Je zult zien dat dit beeld ‘930 notes’ heeft. Een groot aantal van deze opmerkingen zijn ‘vind ik leuk’ klikken en commentaar van andere Tumblr gebruikers. Echter, 300-400 van deze opmerkingen zijn ‘reblogs.’ Als we ons even snel bedenken dat elk Tumblr account een gemiddelde van 50 volgers heeft, kunnen we makkelijk inschatten dat dit beeld minstens 20.000 keer is bekeken. En dat is maar één beeld in een blogging platform. Het is goed mogelijk dat dit geldt voor alle 300 beelden die we op Flickr hebben gedeeld.
How To Be a Retronaut merkte onze gratis beelden op Flickr op en hebben tot nu toe 3 capsules van onze collecties op hun website gezet. De capsules zijn meer dan 2000 keer gedeeld.
Een sleutelelement van onze proef met Flickr Commons was dat het massaal delen van beelden vaak alleen mogelijk werd als een gebruiker de context van de foto definieerde of opnieuw definieerde. Een context die je anders nooit bij een fotografische collectie had toegevoegd. Het beste en grappigste voorbeeld is My Daguerreotype Boyfriend Tumblr site- ‘Where early photography meets extreme hotness’. Tienduizenden gebruikers bezoeken deze site.
Het toestaan van hergebruik ging niet alleen maar om het aantal mensen die onze inhoud bekeken. Het ging er ook om dat ons publiek de waarde van de content opnieuw kon definiëren.
Verken het Direct Persoonlijke
Wij wilden heel graag de potentie van Facebook testen voor crowdsourcing verhalen en informatie over onze fotografische collecties.
Ook al zijn beiden krachtige platformen voor het delen van foto’s, realiseerden we ons dat het publiek van Flickr en Facebook heel verschillend is. Flickr is serieuzer als het gaat om fotografie. Facebook is meer gericht op de verbinding van de foto met de identiteit en relaties van een gebruiker.
We pasten onze richting lichtelijk aan op directe emotionele resonantie, en kozen er daarom voor om museumbeelden te delen die direct persoonlijk waren voor een gedefinieerd publiek.
Dit is natuurlijk geheel subjectief.
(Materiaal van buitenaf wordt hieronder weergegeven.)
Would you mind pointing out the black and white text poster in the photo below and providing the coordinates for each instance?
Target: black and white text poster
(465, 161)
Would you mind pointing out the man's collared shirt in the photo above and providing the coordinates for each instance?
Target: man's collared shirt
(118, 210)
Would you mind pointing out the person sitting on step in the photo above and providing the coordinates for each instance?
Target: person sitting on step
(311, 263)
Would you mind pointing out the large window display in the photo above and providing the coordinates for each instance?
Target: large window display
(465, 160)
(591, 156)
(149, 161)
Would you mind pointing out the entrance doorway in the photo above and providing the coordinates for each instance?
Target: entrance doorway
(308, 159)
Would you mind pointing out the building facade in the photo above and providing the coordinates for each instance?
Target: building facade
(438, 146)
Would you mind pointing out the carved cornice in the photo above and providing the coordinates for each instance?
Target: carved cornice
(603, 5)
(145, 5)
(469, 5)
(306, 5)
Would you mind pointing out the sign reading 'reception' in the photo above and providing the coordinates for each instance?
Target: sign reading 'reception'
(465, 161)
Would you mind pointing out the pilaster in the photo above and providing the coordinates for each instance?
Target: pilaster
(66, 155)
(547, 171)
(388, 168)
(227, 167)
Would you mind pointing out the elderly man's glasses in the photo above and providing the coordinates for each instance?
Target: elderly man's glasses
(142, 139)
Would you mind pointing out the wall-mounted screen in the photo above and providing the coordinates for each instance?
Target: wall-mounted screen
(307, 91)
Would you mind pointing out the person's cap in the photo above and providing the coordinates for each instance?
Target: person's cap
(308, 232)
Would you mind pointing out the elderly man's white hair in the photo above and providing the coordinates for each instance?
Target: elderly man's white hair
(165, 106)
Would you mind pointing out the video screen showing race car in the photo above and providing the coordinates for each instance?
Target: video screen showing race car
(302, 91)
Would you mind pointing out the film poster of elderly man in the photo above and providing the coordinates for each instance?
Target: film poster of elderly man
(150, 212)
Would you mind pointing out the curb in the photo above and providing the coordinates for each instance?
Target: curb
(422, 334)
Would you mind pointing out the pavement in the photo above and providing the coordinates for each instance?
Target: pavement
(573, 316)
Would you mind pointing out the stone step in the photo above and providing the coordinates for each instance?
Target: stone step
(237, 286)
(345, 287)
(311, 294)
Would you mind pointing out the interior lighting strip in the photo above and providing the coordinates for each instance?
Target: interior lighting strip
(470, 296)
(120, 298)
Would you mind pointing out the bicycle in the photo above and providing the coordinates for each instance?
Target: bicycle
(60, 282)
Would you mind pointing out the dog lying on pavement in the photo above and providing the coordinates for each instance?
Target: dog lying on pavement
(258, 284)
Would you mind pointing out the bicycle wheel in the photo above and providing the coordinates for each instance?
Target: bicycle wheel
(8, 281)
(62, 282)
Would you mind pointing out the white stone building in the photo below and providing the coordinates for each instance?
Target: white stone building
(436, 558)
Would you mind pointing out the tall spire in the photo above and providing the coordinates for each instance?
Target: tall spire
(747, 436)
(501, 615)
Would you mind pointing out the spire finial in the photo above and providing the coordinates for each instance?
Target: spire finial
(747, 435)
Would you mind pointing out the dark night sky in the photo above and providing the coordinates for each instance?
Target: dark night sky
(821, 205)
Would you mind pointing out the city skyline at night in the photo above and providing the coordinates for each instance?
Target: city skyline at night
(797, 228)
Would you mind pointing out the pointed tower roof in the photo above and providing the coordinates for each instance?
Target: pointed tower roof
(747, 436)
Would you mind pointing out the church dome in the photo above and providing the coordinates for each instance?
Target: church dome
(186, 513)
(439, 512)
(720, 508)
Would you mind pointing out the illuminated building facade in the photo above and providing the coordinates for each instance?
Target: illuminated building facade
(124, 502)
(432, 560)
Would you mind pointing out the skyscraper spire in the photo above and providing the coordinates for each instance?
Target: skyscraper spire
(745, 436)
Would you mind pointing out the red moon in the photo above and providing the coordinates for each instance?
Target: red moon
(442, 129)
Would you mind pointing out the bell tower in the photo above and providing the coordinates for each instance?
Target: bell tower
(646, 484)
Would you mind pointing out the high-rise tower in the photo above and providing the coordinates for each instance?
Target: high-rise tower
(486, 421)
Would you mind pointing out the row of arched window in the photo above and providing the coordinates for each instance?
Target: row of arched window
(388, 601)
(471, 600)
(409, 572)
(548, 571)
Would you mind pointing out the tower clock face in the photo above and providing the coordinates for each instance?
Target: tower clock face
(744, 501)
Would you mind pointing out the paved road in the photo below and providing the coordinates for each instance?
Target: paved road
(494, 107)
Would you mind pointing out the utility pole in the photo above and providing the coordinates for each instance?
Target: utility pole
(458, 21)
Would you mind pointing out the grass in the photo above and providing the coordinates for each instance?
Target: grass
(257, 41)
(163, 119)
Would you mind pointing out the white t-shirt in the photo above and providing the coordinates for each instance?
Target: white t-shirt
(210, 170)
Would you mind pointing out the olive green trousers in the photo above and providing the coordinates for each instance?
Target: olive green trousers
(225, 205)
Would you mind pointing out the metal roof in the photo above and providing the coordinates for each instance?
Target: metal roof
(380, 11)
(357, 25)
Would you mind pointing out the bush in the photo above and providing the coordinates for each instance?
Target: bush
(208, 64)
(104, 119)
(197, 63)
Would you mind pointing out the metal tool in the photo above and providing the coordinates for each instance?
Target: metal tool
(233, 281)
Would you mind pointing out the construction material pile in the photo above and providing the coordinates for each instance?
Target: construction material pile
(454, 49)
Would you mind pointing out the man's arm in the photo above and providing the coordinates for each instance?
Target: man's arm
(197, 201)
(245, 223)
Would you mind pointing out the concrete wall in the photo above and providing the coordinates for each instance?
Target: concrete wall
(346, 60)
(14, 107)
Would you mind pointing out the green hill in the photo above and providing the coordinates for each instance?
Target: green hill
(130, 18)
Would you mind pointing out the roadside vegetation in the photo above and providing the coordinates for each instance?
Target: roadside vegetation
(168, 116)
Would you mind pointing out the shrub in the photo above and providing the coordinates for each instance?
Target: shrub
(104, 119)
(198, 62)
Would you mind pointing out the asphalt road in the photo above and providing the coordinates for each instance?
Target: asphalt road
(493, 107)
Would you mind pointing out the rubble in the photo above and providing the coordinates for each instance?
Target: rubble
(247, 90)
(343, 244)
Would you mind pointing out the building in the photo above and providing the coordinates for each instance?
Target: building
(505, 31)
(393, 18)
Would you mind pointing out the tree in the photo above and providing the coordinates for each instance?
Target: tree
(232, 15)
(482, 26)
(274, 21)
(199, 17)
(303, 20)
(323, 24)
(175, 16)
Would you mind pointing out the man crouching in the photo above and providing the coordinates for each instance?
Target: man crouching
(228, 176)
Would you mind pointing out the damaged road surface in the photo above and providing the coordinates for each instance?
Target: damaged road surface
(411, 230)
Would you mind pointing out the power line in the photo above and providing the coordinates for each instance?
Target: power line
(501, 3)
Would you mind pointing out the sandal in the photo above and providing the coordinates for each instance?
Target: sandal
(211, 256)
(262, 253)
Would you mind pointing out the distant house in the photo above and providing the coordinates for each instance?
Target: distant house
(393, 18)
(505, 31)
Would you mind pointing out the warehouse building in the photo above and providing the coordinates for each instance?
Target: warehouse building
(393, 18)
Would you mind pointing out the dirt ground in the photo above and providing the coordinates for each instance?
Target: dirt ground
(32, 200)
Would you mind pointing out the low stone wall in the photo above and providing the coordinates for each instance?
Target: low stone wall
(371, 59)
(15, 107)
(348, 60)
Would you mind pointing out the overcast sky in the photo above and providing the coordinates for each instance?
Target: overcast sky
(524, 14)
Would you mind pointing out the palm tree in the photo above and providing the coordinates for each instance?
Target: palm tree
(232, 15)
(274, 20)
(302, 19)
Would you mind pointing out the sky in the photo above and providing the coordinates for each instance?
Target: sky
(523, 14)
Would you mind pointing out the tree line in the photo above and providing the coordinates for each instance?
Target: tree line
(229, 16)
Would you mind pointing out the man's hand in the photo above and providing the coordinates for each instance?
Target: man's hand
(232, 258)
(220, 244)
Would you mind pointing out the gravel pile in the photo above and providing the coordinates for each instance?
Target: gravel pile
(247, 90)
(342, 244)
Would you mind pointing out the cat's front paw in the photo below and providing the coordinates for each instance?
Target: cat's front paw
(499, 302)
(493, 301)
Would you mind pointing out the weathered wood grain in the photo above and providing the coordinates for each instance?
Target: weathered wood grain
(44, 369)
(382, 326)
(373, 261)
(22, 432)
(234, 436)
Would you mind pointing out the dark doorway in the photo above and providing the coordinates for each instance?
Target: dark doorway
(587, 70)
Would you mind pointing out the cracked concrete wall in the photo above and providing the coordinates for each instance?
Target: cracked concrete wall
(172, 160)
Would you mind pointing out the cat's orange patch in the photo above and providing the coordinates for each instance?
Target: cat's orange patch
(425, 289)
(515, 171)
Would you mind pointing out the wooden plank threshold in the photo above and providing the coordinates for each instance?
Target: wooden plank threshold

De collecties van alle musea zijn altijd wel persoonlijk relevant voor iemand. Onze kijk op ‘direct persoonlijk’ ging over een vrij groot en makkelijk te bereiken publiek die de relevantie voor hun identiteit op Facebook zou begrijpen.
Nostalgie en een gevoel van plaats is een krachtig richtpunt voor veel Facebook gebruikers. Dit werd duidelijk gemaakt toen we de Facebook groepen ‘Old Pictures of Newcastle East End’ (4,926 leden) en ‘Old Pictures of Newcastle West End’ (5,204 leden) ontdekten. Beiden worden beheerd door enthousiaste Facebook gebruikers en zijn helemaal niet verbonden met een cultureel erfgoed organisatie. Een paar honderd beelden waren op de sites te zien, naast duizenden gearchiveerde conversaties die waren geïnspireerd door de foto’s. (Het is goed om nog even te zeggen dat geen van de sites nog veel bijgewerkt wordt).
Er is duidelijk een markt op Facebook voor oude foto’s die een sterke connectie hebben met het verleden van iemand.
Wij maakten de Newcastle fotosites na en startten de Facebook pagina ‘Old Photographs of Sunderland’. Beelden van steden, gebouwen, straten, scholen, werkplekken en iconische industrieën van Sunderland van de afgelopen 150 jaar. Foto’s waarvan we wisten dat die een snaar zouden raken bij een bepaald en potentieel groot publiek (Sunderland werd tot Facebook hoofdstad van de UK uitgeroepen in 2010), en foto’s die mensen zouden aanmoedigen tot het schrijven van verhalen.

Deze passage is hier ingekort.